Inside of Lee Ju Young's showroom, which was a lush gothy fantasy (perfect for moi).

Leather embellishments.

Her men's color pallette

A shirt with netted ornamentation, very shipwreck-victim. Loved it.

When I headed back to Fashion Week, there were celebrities there and everyone was trying to get a picture. Koreans love their celebrities...

Doing something New Yorkers never do...waiting in line.

Seoul streets.

A Korean arcade.

Rice wine, which I brought home to discover it tastes monumentally better when served out of a clay pot with a wooden ladel.

The epilepsy attack that is a 7/11.

Belinda: "Should I get the one with the smiley little creature, or the one with the smiley little creature?"

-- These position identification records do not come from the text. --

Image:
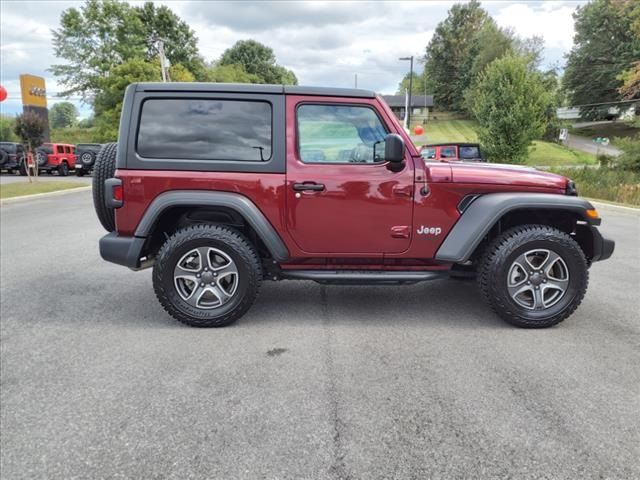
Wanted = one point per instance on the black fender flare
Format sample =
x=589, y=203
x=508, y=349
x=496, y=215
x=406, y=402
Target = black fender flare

Ok, maybe zoom in or click the picture for this one. That ketchup was SO pristine it looked like a food ad.

And, as promised, snail shells and stinky bugs. Those bugs smelled like rotting, I don't know...bugs?

Last morning!

Our dining view.

On the bus to the airport, toting the cat I bought from the Young Design Mart. That cat was the bane of that day, but I brought it around the world to hang out in Brooklyn.

Well, there's my trip. It was epic and a bit anti-climactic. I didn't learn Korean boxing nor did I get caught in a international heist, but I did learn a lot and come up with a zillion pitches. And I made a few friends too.

And the cat. Don't forget the cat. I came out of this with a lovely cat (and more press schwag than I can measure...).